Olivia a 31 ans, elle vit en France et elle a été conçue par mère porteuse aux Etats-Unis. J'ai eu la chance de l'interviewer.

par pauline.arrighi@gmail.com

 

 

 

La société est malade et je crois même qu’elle est foutue.
Je suis Olivia, je suis née de la gestation pour autrui, je lutte contre la gestation pour autrui ici sur mon TikTok.

(extrait d’une vidéo du compte Tiktok @Sunshine_Livi)

 

 

 

 

Olivia, née d’une mère porteuse

 

 Pauline : Comment est-ce que tu as appris que tu étais née d’une GPA ?

Olivia : J’ai toujours su à l’intérieur de moi que j’étais née par GPA. J’avais toujours une gêne quand j’étais petite. J’ai grandi avec ce sentiment que quelque chose n’allait pas. Et si bien que je le racontais autour de moi, à mes amis, à mes connaissances, à mes collègues de boulot et aussi à mon mari que j’ai rencontré il y a dix ans.

Pauline : Tu disais que tu étais née d’une mère porteuse ?

Olivia : Oui, je disais que j’étais née d’une mère porteuse mais que j’en n’avais pas la preuve.

Pauline : Et tes parents ? Parce que tu as un père et une mère intentionnels qui t’ont élevé, et eux, qu’est-ce qu’ils disaient par rapport à ça ? Tu leur as posé la question ?

Olivia : Non. Je n’ai jamais demandé à mes parents d’intention si j’étais née d’une quelconque gestation pour autrui, parce qu’on se sent un petit peu redevable quand on est né de la gestation pour autrui. On a l’impression qu’on n’a pas le droit de demander parce que nos parents ont fait de multiples efforts pour nous avoir et que ce n’est pas juste de leur demander ça.

Je savais qu’il y avait un problème avec ma mère d’intention, oui, je l’ai toujours su. Elle avait un comportement un peu bizarre, comme si elle était illégitime. Elle essayait d’asseoir son autorité autrement, par la force, par des menaces. On a eu une relation assez compliquée pendant toute ma vie.
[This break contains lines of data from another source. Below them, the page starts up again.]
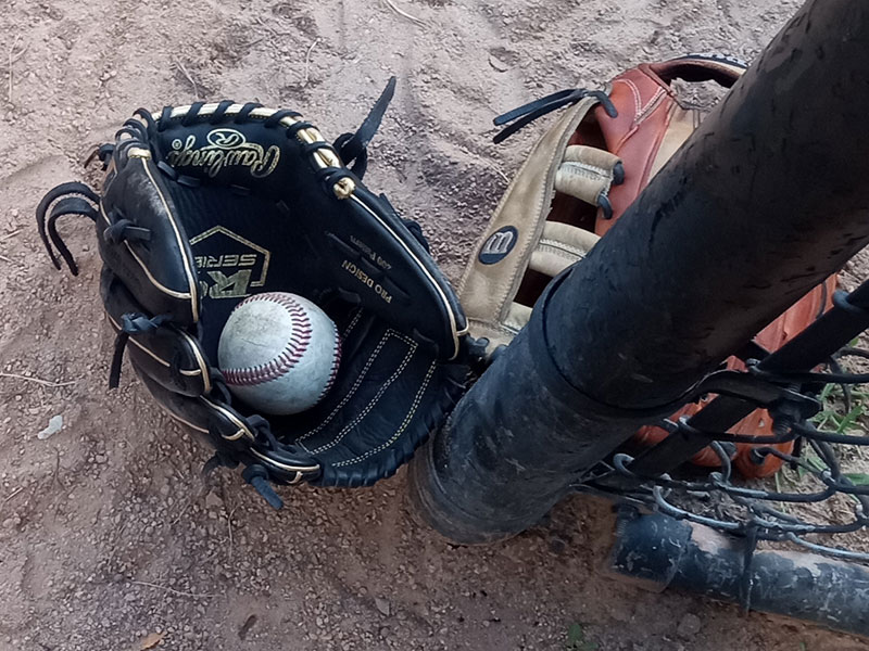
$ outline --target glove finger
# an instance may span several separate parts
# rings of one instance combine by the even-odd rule
[[[100,293],[109,322],[117,334],[123,332],[125,316],[151,316],[109,269],[103,269]],[[185,396],[211,393],[212,369],[193,336],[172,323],[128,334],[127,354],[142,373],[164,388]]]

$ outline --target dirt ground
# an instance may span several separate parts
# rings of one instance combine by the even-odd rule
[[[282,490],[272,511],[158,413],[112,337],[92,227],[55,272],[34,208],[137,107],[196,99],[302,110],[355,129],[392,74],[368,186],[419,219],[453,278],[534,129],[493,115],[687,51],[751,60],[795,0],[2,0],[0,35],[0,649],[847,651],[866,642],[600,567],[612,518],[572,499],[486,548],[411,520],[403,474]],[[402,12],[405,15],[402,15]],[[412,21],[408,16],[418,18]],[[539,132],[539,131],[536,131]],[[63,429],[37,433],[61,414]]]

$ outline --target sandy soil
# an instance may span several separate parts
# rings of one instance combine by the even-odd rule
[[[88,224],[55,273],[33,212],[138,106],[301,108],[336,137],[391,74],[368,184],[418,218],[456,278],[532,133],[491,117],[685,51],[752,59],[795,0],[3,0],[0,11],[0,649],[847,651],[864,642],[603,576],[612,519],[575,499],[545,527],[451,546],[373,489],[284,490],[269,510],[156,413],[111,336]],[[533,131],[533,129],[529,129]],[[22,379],[24,375],[28,379]],[[63,430],[36,434],[62,414]]]

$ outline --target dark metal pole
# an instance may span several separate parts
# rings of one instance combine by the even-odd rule
[[[619,518],[609,569],[652,590],[700,592],[869,635],[869,567],[805,552],[746,554],[745,546],[667,515],[628,514]]]
[[[672,412],[869,240],[869,2],[810,0],[412,467],[424,518],[483,542]]]

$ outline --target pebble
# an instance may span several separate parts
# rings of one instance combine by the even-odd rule
[[[61,430],[63,430],[63,416],[59,413],[58,416],[51,417],[51,419],[48,421],[48,426],[41,432],[39,432],[39,434],[37,434],[36,437],[39,441],[46,441],[47,438],[51,438],[52,436],[54,436],[54,434],[56,434]]]
[[[381,615],[386,617],[389,616],[391,612],[389,601],[387,601],[386,599],[381,599],[380,597],[376,597],[374,600],[374,604],[377,607],[377,610],[380,611]]]
[[[700,633],[703,627],[700,617],[693,613],[687,613],[680,621],[679,626],[676,627],[676,633],[681,637],[692,637]]]

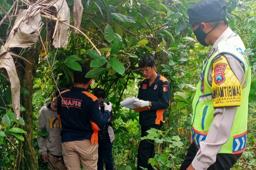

Mais en revenant au test, en fait ma belle-mère, Pascale, m’a gentiment offert un test ADN pour mes 30 ans et c’est là où j’ai eu toutes les preuves devant moi : j’étais vraiment née d’une mère porteuse aux Etats-Unis, et plus précisément au Kentucky.

Pauline : Donc tu as vu que ta mère d’intention n’était pas biologiquement ta mère. Comment est-ce que tu as identifié ta mère biologique ?

Olivia : Tout simplement, quand on reçoit les résultats du test ADN, on se connecte sur la plateforme. En tout début, on voit nos origines ethniques. Donc moi, je voyais que j’étais 33% scandinave, 33% balte, j’avais du suisse, etc. Par contre, je n’avais pas un seul pourcentage de français dans mon sang. Donc déjà là, il y a eu quelque chose où je me suis dit que j’avais raison.

Et puis, on descend dans l’application et on voit les correspondances ADN. Donc, les correspondances ADN des gens qui ont fait ce test aussi. Grâce à cela, j’ai retrouvé ma cousine et mon oncle, le frère de ma mère biologique.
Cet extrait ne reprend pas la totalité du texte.